During my flight lessons, I was working on my landings with my flight instructor. We’d just begun climbing off of another touch-and-go when a racket exploded on the radio. Beeps and hisses and two guys talking — “Looks like a loose cord here!” and some moregarbledtalk then “not sure but it sounds fine at this end, really loud in the head set” — I wondered at the who and why. If it's a busy day around the tower, having a couple of schmucks tying up the radio frequency is a problem.

My instructor didn’t say anything; we just kept on flying. However, the mess continued and it didn’t really sound like pilots talking. The guy working air traffic control (ATC) came on the radio.

"Stop using this frequency for your test and don’t ever use this frequency again!"

The garbled noise continued a bit, with faint voices still evident. No one else could use the frequency as long as these two yahoos were tying it up, and there was actually a fair amount of traffic that morning with another plane doing a few touch and goes, a King Air, a citation or two, plus work on the runway meaning the instructions on getting to the right spot (charlie three at runway one three) were a little more involved than usual.

"Stop using this frequency. Don’t ever use it again!" ATC said again. The garbled noise ended.

A bit later, a pilot came on the radio and got his instructions from ATC. At the end, he mentioned what had happened. "What was that? Sounded like two guys checking phone lines…"

ATC responded. "Yeah, it happens once in a while...usually at the most inconvenient time."

All of this is about unwanted communication invading your realm.

It was probably inconvenient during that mass to have the local doctor chiming in with locker room talk. It was inconvenient for the pilots trying to safely maneuver around the airport with two workmen tying up the radio.

Ever feel like someone is tying up your internal air time? Wonder how to get people off of your frequency?

I don't know what your frequency is, but you better get it tuned tight and right.

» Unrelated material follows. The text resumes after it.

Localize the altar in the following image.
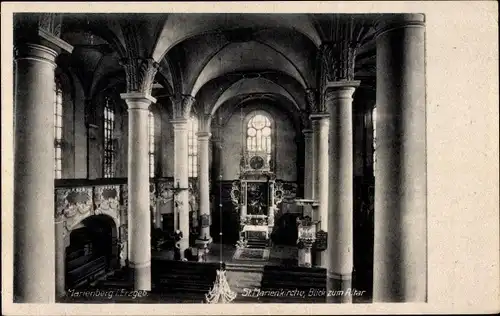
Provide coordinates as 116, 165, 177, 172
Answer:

We get concerned about the safety of things like actual radio waves, or what technology is doing towards baking our physical brain, but there are worse things doing the job. What do you read? Who do you listen to? Who do you allow to live rent free in your head so that you feel so much anxiety?

My friend and I were working on getting our ham radio operator's license. Chapter two of the study book about killed me, since it was an incredibly detailed dive into radio technology. Sidebands, modulating signals, amplitude, oscillation, phases, formulas... Chapter three sank further into radio circuitry and I gave up the will to live.

Frequency is complicated.

The word itself illustrates that it's not just one ping, but a series of pings, a repetition of something—like slowly dripping water—that makes its ultimate mark. Slowly dripping water is great if you're thirsty, but otherwise it's water torture. The first ping might not seem so important if your tuning is slightly off, but over time it'll get you.



Another interesting thing about frequency is the difference between AM (amplitude modulation) and FM (frequency modulation).

In AM, the amplitude of the wave is changed based on the sound information in the wave; the information is in the amplitude while the frequency stays the same. In FM, the amplitude basically stays the same while it is the frequency that changes. AM is more susceptible to noise, because noise affects amplitude, not frequency.

Image from Wikipedia

Growing up, AM radio reached the furthest, but there was a static quality to it. If you could get an FM radio station, it was clearer but also prone to being lost over distance from the source, or if there was a change in the geography or other barriers to the signal. You could hear a kind of fuzzy-sounding Rush Limbaugh from Bismarck 's 550 station on AM, hundreds of miles away, but some clearer FM stations from the much closer Devils Lake could be lost depending on where you were.

I keep thinking of how noise affects amplitude and how, when the ups and downs of life seem all over the place, unsteady and without a pattern, the message of what God is doing seems lost in static and confusion.

I think you could have some fun extrapolating a metaphor. Is the message found in the highs and the lows, or in the repetition? Which message comes through clearer? Which travels further to reach you where you are? I guess you can find a message in the highs and lows of amplitude, or in the repeated pings of frequency, depending on what you're tuned in to.